THE PROBLEM is not limited to Africa. According to the World Wildlife Fund, “some 1.1 billion people worldwide lack access to water, and a total of 2.7 billion find water scarce for at least one month of the year.” Assuming the consumption rate continues as is, the WWF estimates that by 2025 two-thirds of the world’s population could face water shortages.
It doesn’t have to happen. At an energy summit in Kampala, Uganda, I saw incredible new solar products that could provide individual homes with all their energy needs (with the option of paying for it over time, and only based on usage).
There are many technologies available including innovations from Israel, the Start-Up Nation, such as creating water from air, which India and Vietnam have chosen to address their water problems. These technologies and out of the box solutions can solve the world’s water and energy issues, if the international community wants to address them.

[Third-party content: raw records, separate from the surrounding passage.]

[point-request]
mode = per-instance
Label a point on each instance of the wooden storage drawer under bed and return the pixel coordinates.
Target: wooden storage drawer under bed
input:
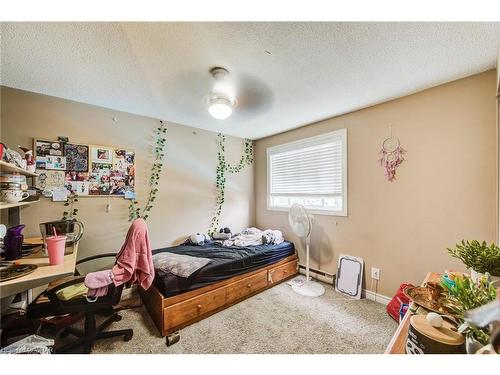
(247, 286)
(192, 309)
(172, 313)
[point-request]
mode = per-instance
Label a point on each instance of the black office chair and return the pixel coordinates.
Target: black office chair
(48, 304)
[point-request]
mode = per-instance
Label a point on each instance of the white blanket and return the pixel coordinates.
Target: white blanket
(254, 236)
(177, 264)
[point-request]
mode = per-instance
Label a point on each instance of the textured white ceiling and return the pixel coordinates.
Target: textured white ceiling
(314, 70)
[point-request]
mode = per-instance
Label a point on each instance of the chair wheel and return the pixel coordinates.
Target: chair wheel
(172, 338)
(64, 333)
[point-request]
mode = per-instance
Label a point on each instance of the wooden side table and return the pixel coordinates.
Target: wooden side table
(398, 342)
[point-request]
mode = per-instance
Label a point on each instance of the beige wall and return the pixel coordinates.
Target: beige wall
(186, 195)
(445, 190)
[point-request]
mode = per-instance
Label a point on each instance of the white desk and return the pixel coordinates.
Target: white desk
(44, 274)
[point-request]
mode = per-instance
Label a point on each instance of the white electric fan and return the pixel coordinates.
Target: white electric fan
(301, 223)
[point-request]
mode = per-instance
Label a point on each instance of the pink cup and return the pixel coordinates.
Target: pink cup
(55, 248)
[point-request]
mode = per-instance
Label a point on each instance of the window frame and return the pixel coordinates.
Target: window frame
(307, 142)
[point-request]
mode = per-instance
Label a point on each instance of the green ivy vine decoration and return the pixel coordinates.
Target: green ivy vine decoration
(72, 212)
(136, 212)
(223, 167)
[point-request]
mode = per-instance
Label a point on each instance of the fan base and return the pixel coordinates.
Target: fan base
(309, 289)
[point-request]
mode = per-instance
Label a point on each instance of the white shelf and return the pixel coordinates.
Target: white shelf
(5, 205)
(11, 168)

And that is the big if. International bodies with the United Nations at the helm must make a decision. If they continue to spend huge amounts of money on short-term solutions to put out fires, we will wake up one day to humanitarian challenges of staggering dimensions. But if they choose to lay out a long-term strategy now – starting with providing everyone in the world with access to clean water – then we will insure that all human beings on the planet have their most basic needs met. We will then have the freedom and peace of mind to use the billions raised for humanitarian aid to address every temporary crisis that arises.
The “We Are the World” singers declared that “love is all we need.” The world must go way beyond loving one another and donating. We need to show responsibility, and create and implement a plan for the long-term to provide our descendants with a functional and less-needy world.The writer was a member of the 19th Knesset with the Yesh Atid party and currently serves as executive vice president of government and community affairs for Innovation Africa.